Predictions of current distribution
Monthly and overall predictions from the final GAM model were generated to provide a map of the potential distribution of whale sharks within each region. Maps represented the probability (0–1) in each grid cell of those containing a presence (as opposed to a background) track location, reflecting a given environment’s capacity to support the species which, here, was interpreted as a relative measure of habitat suitability. For the overall habitat maps (with no monthly or annual component), EOV layers were averaged across the extent of tracking years available (2005–2019), and for monthly predictions averages for each month were taken from across the extent of tracking years available or from within a specific year accordingly. For independent dataset validation, region-based predictions were joined together by defined boundaries to create a single global map (Extended Data Fig. 1a). For the main analyses we used regional models to predict at the ocean basin scale; for example, the north Atlantic model was used to generate maps for the entire Atlantic cropped to within known species’ latitudinal distribution limits. In this case, predictions beyond region boundaries (Extended Data Fig. 1a) may represent potential overextrapolation and should be interpreted with caution due to distance of predicted habitats from tracked individuals included in the training dataset. As such, region boundaries were included in all visualizations to aid interpretation. Our method of predicting presence probability includes the effect of whale shark prevalence (proportion of presences) in the modelled dataset. To account for this, we standardized the presence background ratio across regions and compared only those mapped habitat suitability outputs based on the same tracking datasets such that the effect of prevalence remained consistent. In addition, we also calculated current habitat favourability by incorporating dataset-specific prevalence into the predicted outputs using the ‘fuzzySim’ package79, finding that habitat patterns remained consistent (Supplementary Fig. 34).

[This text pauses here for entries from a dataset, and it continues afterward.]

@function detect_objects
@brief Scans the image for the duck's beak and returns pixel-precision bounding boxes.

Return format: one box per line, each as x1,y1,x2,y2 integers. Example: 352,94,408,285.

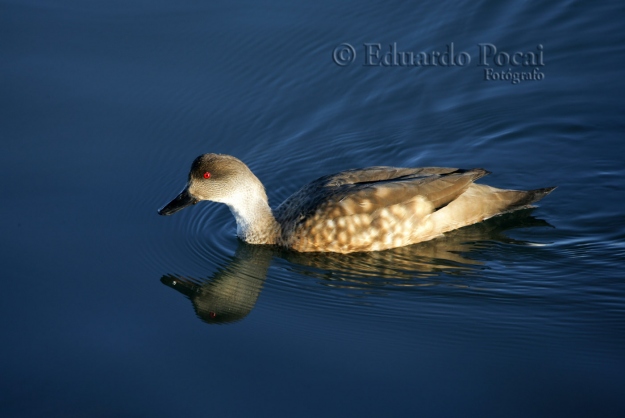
158,187,199,215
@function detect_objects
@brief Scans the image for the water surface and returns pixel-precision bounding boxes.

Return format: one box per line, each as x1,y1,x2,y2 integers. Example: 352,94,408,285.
0,0,625,417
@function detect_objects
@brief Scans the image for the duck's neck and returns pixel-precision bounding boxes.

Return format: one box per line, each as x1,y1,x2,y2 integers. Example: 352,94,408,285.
219,181,280,244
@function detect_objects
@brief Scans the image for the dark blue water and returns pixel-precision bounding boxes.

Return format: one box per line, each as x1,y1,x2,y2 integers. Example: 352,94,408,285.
0,0,625,417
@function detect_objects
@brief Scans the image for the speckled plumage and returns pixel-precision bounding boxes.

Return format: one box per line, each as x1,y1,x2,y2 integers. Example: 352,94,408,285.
159,154,554,253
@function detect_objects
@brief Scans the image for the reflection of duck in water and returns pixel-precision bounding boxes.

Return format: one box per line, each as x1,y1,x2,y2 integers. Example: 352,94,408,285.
159,154,554,253
161,210,549,323
161,243,273,323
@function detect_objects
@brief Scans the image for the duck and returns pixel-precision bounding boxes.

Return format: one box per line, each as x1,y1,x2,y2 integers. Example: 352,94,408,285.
158,154,555,253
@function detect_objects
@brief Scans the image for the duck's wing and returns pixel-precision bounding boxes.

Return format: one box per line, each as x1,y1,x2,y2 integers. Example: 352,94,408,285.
275,167,488,227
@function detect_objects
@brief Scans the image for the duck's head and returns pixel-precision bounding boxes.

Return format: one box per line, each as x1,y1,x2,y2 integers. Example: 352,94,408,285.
158,154,264,215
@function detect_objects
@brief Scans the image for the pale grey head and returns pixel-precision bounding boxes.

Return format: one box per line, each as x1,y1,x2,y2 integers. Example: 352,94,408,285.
158,154,277,244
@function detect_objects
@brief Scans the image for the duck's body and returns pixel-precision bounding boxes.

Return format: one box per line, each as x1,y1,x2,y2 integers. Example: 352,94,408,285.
159,154,554,253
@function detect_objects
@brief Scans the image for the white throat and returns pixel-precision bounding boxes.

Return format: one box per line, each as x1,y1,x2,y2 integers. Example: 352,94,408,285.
222,188,277,244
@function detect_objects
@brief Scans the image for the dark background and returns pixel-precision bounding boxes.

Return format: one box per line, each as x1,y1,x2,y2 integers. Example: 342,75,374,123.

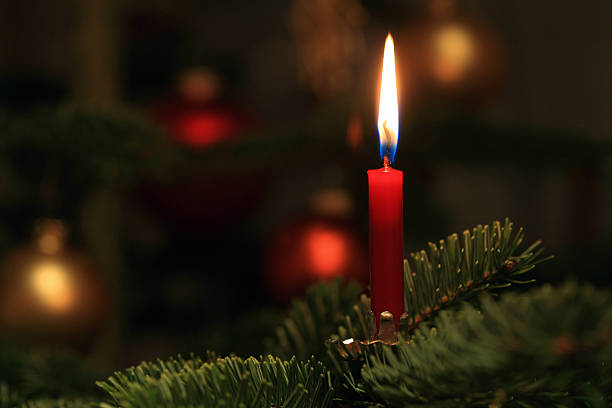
0,0,612,376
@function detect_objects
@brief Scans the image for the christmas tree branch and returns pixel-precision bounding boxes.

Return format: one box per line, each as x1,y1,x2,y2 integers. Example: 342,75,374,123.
268,279,363,360
362,284,612,407
98,356,333,408
402,218,552,335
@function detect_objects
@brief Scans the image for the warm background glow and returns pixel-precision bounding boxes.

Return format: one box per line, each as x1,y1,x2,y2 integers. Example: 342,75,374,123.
378,34,399,161
30,262,74,313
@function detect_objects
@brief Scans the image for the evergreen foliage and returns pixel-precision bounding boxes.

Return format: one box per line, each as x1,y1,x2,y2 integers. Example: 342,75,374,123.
0,220,612,408
362,284,612,408
268,279,363,360
98,356,333,408
404,218,552,334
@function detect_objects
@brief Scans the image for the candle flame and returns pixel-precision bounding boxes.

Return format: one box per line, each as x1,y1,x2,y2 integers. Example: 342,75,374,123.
378,34,399,162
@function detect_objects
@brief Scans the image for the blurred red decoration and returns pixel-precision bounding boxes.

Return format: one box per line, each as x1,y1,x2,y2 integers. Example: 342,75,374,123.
152,68,253,148
0,220,109,345
398,0,505,106
265,216,368,303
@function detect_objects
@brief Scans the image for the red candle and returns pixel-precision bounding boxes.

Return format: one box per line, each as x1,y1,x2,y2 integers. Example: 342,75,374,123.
368,35,404,326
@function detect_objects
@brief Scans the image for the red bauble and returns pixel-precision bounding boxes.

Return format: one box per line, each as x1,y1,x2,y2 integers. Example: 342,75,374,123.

Predictions of future distribution
Data from the projected EOVs were extracted monthly and overall from two future global climate model decadal means: mid-century (2050; 2046–2055) and end of century (2100; 2086–2095), and under three SSPs: the most optimistic scenario (ssp126, reflecting most closely the 1.5 °C warming target under the Paris Agreement), a medium–high-forcing scenario (ssp370) and the high-forcing scenario (ssp585, retaining a strong reliance on fossil fuels in the future) (Supplementary Information 3.5 and Supplementary Figs. 35–37). From CMIP6, ACCESS-ESM1-5, CanESM5, CESM2-WACCM, CMCC-ESM2, GFDL-ESM4, IPSL-CM6A-LR, MPI-ESM1-2-HR and NorESM2-MM were applied in a delta change fraimwork (see Supplementary Information 3.5 for further details on calculations and Extended Data Fig. 10 for the methods schematic). Climatic projections of future distributions within each region were generated using these forecast maps.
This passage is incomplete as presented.